Quando mi trascino nell'incognita delle ombre indistinte, un tutt'uno con l'irreparabile densità della massa – che mai si spezza ma sempre si inclina come un trapezista cieco su un filo di seta bagnata – è lì che sento il rantolo della civiltà farfalla, il ragazzino-polvere mai nato, incatenato nella bocca della terra. Senza occhi né orecchie, depondo qui parole come ali scucite su un deserto d’aria.
E là, Lei, la maestosa Vestita d’Azzurro, fatta di pietre liquide che scivolano via dalle mani del Tempo, s’incarna nella sua propria inesplicabile vertigine.

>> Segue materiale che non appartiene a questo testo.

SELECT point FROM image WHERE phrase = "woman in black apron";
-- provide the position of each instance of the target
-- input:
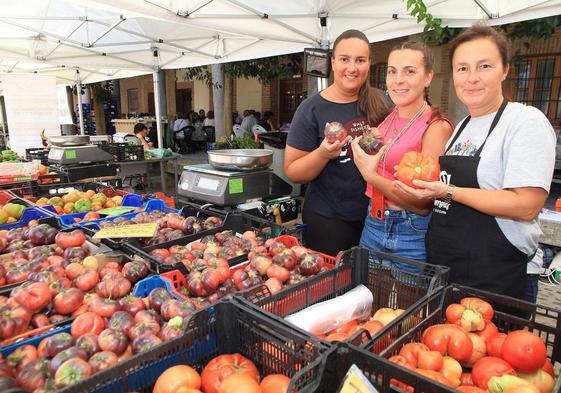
(473, 198)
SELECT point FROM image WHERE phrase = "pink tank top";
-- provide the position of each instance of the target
(410, 140)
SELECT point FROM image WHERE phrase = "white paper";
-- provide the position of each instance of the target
(31, 106)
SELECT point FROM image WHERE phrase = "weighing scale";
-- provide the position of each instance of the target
(227, 188)
(75, 157)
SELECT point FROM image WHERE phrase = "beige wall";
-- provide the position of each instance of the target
(201, 96)
(248, 95)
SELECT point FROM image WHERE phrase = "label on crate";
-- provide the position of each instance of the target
(135, 230)
(356, 382)
(235, 186)
(114, 211)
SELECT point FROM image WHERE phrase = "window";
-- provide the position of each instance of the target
(132, 99)
(378, 75)
(536, 81)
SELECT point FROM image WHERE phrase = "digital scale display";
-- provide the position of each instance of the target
(208, 184)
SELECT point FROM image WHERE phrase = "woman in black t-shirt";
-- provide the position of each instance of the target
(335, 205)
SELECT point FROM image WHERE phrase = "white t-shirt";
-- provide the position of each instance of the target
(520, 152)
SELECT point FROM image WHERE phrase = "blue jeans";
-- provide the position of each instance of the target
(401, 233)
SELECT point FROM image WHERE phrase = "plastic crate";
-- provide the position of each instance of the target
(40, 154)
(124, 151)
(390, 286)
(129, 200)
(38, 336)
(226, 328)
(372, 358)
(236, 222)
(30, 214)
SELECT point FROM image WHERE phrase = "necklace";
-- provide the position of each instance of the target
(401, 132)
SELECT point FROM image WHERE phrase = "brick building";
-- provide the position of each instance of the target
(534, 78)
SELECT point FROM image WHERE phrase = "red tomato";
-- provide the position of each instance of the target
(74, 238)
(34, 296)
(524, 350)
(416, 166)
(275, 383)
(488, 367)
(177, 379)
(495, 345)
(88, 322)
(239, 383)
(223, 366)
(449, 339)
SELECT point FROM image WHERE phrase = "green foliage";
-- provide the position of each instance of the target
(265, 69)
(435, 33)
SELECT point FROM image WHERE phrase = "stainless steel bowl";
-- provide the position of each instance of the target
(69, 140)
(240, 159)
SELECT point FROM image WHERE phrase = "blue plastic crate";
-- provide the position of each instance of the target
(68, 220)
(146, 285)
(35, 340)
(30, 214)
(153, 204)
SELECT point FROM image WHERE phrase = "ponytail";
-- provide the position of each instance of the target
(372, 104)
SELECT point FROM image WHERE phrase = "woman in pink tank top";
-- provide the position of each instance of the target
(396, 223)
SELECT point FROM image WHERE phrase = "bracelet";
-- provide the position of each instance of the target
(449, 193)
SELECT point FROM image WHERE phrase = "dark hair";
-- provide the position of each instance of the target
(480, 30)
(371, 102)
(139, 127)
(428, 62)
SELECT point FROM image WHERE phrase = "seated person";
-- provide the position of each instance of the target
(141, 132)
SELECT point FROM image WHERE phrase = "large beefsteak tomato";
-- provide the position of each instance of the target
(223, 366)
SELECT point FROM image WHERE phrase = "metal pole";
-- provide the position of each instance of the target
(80, 109)
(156, 78)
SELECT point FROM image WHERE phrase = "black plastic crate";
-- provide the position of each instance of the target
(226, 328)
(372, 358)
(390, 287)
(236, 222)
(124, 151)
(545, 321)
(40, 154)
(378, 370)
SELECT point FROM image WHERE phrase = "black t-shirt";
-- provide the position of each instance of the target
(338, 192)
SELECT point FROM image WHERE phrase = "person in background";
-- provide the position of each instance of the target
(267, 121)
(248, 122)
(141, 132)
(335, 204)
(236, 119)
(399, 222)
(209, 120)
(495, 174)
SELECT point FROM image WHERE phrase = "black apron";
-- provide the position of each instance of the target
(471, 243)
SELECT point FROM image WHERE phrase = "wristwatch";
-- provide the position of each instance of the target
(449, 193)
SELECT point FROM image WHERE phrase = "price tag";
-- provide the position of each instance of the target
(356, 382)
(235, 186)
(113, 211)
(136, 230)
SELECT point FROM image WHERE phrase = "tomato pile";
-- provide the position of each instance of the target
(469, 340)
(231, 373)
(171, 226)
(110, 328)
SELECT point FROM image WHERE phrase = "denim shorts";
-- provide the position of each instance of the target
(401, 233)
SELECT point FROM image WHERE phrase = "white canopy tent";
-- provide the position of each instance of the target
(109, 39)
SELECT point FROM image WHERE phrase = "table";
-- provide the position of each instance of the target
(132, 168)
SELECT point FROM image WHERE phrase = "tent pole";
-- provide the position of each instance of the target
(80, 109)
(156, 78)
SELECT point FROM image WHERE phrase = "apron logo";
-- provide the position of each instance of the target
(445, 177)
(441, 206)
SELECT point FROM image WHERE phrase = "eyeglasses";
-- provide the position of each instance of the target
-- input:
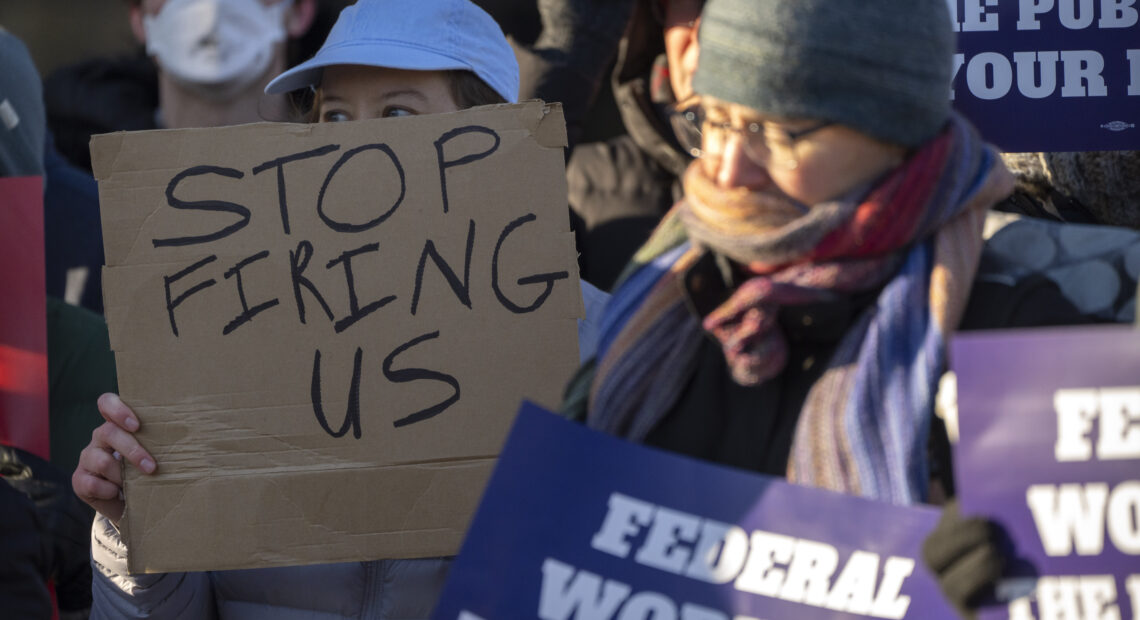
(764, 141)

Sento il nervo del mondo sussultare, come un’onda che si ferma appena prima di rompersi, il penultimo respiro dell’acqua marina che si frantuma e ritorna. In quella voragine amata, mi sembra di percepire un eco divino – un riflesso vibrante di ciò che è e ciò che mai sarà.
"Rifategli eco!" gridano gli abissi, come se la nascita stessa fosse un rifiuto, come se ogni immersione fosse un ritorno al Nulla, un riversarsi nell’indistinto. Tornate, dite! Rifate eco!"
Tutto questo è dolcezza per me, una dolcezza così densa da infrangere il vetro del reale. E lì, intrappolato nella dolcezza di ciò che non è, il padrone del sogno si condanna, vittima e carnefice della sua stessa impossibilità.